Présenté par le service culturel de la Ville et l’Adjointe au maire, Laurence Emmanuelli, en partenariat avec Bernard Raynaud, président des Écrans Britanniques et l’association des Avocats du Diable, présidée par Eddie Pons, ce documentaire a été produit et réalisé par Christopher Parsons et la BBC à la fin des années 60.
Comme l’a expliqué en introduction, Bernard Raynaud : « Que la BBC s’intéresse à la Camargue, aux oiseaux, à la faune, à la flore, on a l’habitude, mais la nouveauté, l’originalité, c’est que le vrai sujet du film, c’est surtout la course camarguaise, la bouvine, la fé di biòu. »
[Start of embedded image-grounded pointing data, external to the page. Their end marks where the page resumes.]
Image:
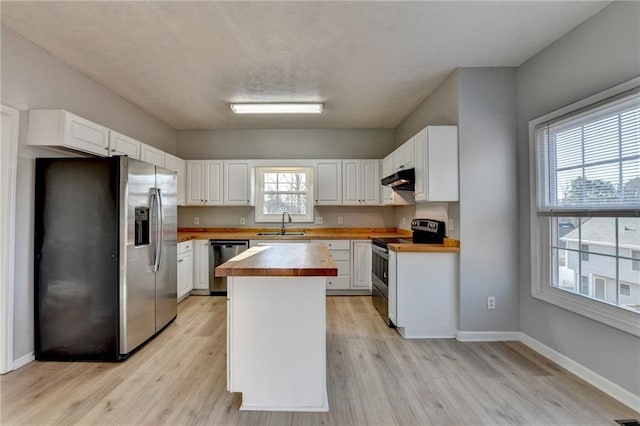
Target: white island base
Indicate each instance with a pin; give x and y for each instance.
(276, 342)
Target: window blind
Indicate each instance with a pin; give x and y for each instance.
(588, 162)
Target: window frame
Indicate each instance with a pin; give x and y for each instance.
(277, 218)
(540, 232)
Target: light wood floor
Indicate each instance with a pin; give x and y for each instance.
(374, 378)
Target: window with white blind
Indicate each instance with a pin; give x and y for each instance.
(284, 189)
(586, 223)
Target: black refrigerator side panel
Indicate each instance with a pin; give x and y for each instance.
(76, 259)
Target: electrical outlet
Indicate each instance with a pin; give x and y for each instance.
(491, 302)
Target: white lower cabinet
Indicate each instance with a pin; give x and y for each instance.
(361, 271)
(423, 294)
(341, 252)
(201, 265)
(185, 269)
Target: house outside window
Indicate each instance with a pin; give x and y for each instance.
(284, 189)
(586, 222)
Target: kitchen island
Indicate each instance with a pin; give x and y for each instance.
(276, 326)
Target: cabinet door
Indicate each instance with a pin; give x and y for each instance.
(238, 185)
(351, 182)
(386, 169)
(195, 182)
(120, 144)
(85, 135)
(370, 182)
(185, 274)
(201, 265)
(436, 167)
(421, 177)
(178, 165)
(328, 183)
(151, 155)
(361, 274)
(213, 184)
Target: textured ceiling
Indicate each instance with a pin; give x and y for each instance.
(371, 63)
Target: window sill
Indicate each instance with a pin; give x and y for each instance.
(612, 316)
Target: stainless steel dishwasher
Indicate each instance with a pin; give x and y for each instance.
(219, 252)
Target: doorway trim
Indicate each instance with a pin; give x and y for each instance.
(8, 172)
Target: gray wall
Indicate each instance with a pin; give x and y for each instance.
(482, 102)
(439, 108)
(488, 199)
(596, 55)
(352, 216)
(32, 78)
(285, 143)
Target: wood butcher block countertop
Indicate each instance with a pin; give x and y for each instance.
(450, 245)
(282, 260)
(186, 234)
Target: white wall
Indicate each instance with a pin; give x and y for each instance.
(596, 55)
(32, 78)
(285, 143)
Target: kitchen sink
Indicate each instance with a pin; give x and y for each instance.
(278, 234)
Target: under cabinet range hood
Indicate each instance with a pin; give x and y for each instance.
(401, 180)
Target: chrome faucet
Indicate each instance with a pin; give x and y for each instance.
(282, 228)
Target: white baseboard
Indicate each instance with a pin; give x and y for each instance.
(487, 336)
(594, 379)
(23, 360)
L’auteur du scénario, Gérald Durrell, frère de Lawrence, le romancier qui s’était établi à Sommières, avait rapporté au cinéaste animalier, Christopher Parsons, qu’il y avait dans le midi de la France, des fadas qui faisaient des kilomètres pour voir courir les taureaux, qui élevaient des statues à leur gloire, qui les enterraient debout, la tête tournée vers les Saintes- Maries de la Mer. L’idée du documentaire était née.
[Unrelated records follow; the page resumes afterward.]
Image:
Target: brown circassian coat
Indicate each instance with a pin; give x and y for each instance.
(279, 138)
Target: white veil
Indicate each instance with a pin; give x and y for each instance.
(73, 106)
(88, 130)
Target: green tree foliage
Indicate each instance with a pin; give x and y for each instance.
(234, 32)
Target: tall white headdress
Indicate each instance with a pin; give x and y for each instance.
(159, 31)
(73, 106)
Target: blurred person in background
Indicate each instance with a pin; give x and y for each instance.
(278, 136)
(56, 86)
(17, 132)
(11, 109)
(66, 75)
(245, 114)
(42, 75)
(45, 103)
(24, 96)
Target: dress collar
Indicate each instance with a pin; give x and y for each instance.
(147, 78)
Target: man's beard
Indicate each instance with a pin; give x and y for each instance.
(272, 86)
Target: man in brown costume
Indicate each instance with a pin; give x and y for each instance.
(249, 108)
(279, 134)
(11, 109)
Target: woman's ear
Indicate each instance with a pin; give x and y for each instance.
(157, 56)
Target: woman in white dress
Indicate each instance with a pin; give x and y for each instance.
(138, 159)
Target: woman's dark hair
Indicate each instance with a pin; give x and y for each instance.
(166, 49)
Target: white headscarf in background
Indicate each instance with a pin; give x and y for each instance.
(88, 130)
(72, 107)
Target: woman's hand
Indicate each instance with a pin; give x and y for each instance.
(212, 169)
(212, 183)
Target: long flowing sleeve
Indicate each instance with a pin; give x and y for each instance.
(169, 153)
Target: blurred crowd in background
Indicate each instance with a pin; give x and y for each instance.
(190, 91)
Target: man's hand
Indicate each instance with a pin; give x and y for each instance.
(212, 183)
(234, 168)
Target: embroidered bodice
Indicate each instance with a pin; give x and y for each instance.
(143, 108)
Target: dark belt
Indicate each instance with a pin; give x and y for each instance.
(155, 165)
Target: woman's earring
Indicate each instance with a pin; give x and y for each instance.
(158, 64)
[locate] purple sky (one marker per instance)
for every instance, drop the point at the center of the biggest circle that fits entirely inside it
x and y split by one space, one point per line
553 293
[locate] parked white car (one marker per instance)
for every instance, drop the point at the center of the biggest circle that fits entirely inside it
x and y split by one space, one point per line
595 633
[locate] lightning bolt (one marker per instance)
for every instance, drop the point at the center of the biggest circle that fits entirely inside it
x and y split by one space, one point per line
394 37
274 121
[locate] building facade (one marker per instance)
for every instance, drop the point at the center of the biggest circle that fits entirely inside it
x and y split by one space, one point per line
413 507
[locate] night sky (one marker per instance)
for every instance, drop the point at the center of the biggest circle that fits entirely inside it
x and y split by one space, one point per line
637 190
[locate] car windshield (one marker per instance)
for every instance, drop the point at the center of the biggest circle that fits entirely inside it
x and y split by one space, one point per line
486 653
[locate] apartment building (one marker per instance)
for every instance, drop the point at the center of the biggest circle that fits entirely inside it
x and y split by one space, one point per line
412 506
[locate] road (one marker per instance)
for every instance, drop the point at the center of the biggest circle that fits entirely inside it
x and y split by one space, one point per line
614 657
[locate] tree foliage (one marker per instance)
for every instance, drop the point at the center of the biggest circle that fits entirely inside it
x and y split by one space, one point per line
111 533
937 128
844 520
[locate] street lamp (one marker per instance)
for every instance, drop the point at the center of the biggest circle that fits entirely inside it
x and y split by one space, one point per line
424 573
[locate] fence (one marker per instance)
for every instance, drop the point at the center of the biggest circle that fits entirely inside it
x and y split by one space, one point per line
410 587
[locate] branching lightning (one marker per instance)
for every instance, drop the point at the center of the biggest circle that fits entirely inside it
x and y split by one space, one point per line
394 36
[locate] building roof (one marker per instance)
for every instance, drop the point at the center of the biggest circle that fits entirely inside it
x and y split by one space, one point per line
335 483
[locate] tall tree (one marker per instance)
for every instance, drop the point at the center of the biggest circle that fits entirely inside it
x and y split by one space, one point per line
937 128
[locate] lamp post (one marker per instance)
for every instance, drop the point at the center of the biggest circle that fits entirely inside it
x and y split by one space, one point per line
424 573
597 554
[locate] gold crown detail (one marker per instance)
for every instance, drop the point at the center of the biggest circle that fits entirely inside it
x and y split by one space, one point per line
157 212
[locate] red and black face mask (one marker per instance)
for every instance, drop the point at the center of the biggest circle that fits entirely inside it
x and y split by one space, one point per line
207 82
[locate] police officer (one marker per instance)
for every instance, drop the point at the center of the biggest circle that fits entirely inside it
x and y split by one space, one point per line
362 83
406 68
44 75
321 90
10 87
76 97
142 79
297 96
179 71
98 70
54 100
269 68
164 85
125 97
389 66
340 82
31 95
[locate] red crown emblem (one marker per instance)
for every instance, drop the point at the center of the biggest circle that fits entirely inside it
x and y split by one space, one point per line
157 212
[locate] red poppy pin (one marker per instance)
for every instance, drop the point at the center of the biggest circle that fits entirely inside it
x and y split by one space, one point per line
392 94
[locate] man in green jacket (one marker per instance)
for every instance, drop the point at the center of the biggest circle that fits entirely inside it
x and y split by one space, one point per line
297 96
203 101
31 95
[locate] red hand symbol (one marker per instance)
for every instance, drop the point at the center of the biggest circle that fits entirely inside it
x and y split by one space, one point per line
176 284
Et, au bout de ces 54 minutes, les anglais qui ont vu le film savaient tout ce qu’il fallait savoir de la course libre. Ils savaient beaucoup de choses sur le travail des manadiers et ils avaient découvert une Camargue qu’on ne voit pas tous les jours, en dehors des cartes postales.
Diffusé en mai 1967, le film a connu un tel succès qu’il a été diffusé une seconde fois, l’année suivante.
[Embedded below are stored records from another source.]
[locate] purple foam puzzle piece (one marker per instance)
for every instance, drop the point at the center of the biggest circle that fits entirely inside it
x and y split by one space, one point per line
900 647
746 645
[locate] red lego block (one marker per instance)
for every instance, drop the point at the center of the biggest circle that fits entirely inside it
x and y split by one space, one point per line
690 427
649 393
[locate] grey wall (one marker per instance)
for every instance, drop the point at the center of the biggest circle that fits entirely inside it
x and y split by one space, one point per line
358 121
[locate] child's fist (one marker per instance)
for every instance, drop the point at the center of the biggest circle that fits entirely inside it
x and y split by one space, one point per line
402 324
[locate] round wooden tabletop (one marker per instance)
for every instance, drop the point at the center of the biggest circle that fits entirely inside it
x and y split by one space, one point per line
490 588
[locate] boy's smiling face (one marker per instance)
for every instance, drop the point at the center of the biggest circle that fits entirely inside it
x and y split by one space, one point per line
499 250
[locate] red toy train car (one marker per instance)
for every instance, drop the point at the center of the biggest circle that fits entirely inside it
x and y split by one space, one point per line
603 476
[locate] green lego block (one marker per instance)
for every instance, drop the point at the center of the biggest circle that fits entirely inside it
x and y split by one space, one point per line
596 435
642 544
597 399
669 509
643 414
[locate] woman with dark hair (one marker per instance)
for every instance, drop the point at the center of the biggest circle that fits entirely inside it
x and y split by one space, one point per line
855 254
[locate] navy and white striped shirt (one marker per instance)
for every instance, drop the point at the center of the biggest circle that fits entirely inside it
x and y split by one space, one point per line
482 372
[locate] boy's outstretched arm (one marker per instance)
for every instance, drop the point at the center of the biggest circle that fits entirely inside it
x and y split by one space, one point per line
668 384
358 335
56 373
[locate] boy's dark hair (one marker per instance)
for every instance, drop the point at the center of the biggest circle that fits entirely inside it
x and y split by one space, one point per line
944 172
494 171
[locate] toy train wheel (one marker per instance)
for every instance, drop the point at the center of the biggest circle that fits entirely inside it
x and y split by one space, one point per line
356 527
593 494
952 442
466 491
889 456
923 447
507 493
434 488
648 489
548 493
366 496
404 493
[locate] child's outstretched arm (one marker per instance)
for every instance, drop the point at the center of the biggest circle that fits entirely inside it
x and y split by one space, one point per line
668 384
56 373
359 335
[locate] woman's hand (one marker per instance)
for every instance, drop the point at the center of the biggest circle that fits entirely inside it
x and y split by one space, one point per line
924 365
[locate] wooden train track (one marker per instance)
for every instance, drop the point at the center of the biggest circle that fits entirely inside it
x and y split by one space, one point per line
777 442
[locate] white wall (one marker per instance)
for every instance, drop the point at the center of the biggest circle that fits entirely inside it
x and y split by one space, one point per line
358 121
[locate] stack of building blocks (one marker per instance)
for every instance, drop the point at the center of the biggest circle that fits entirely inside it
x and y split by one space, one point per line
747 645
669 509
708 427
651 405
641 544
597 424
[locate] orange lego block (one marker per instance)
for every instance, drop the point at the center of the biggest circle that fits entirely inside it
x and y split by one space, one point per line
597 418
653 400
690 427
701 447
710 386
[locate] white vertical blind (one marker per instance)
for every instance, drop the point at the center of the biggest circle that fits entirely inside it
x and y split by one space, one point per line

En France, hormis une projection privée aux Saintes-Maries de la Mer, principal lieu de tournage, il n’a été découvert par le public nîmois qu’en octobre dernier, la veille de la finale du Trophée des As.
Après la projection, les échanges entre l’écrivain, ancien raseteur, Jacky Siméon, Marion Mazauric, des éditions Au Diable Vauvert, le manadier Béranger Aubanel, Eddie Pons et Bernard Raynaud ont captivé le public.
Immanquablement, la question « Est-ce que les taureaux ont changé ? » a été au centre des discussions. Pour Béranger Aubanel, « le taureau en lui-même a toujours le même esprit. Il est aussi combatif. Peut-être plus sportif comme le sont devenus les raseteurs ». Une évolution corroborée par Jacky Siméon : « On voyait dans le film des rasets beaucoup plus courts. Les nouvelles arènes ont fait évoluer les raseteurs qui sont devenus plus athlétiques mais peut-être moins techniques qu’autrefois ».
Comme on feuillète l’album de famille, Béranger Aubanel s’est remémoré ses souvenirs d’enfance. « Je vois dans le film mon grand-père, Henri, avec son cheval, Méphisto. C’est lui qui m’a appris à monter à cheval. J’avais 7 ans ». Jacky Siméon, grand admirateur d’André Soler, a évoqué cette légende de la course camarguaise.
Et Marion Mazauric de conclure : Le fil rouge du film, c’est la vénération du taureau. À un moment où les tauromachies sont remises en cause, que ce soit la course camarguaise où la tauromachie espagnole, c’est tellement ce qu’on aurait pu montrer à toute la France au mois d’octobre pour leur expliquer que les gens qui aiment les tauromachies en fait, ce sont eux qui aiment vraiment les animaux.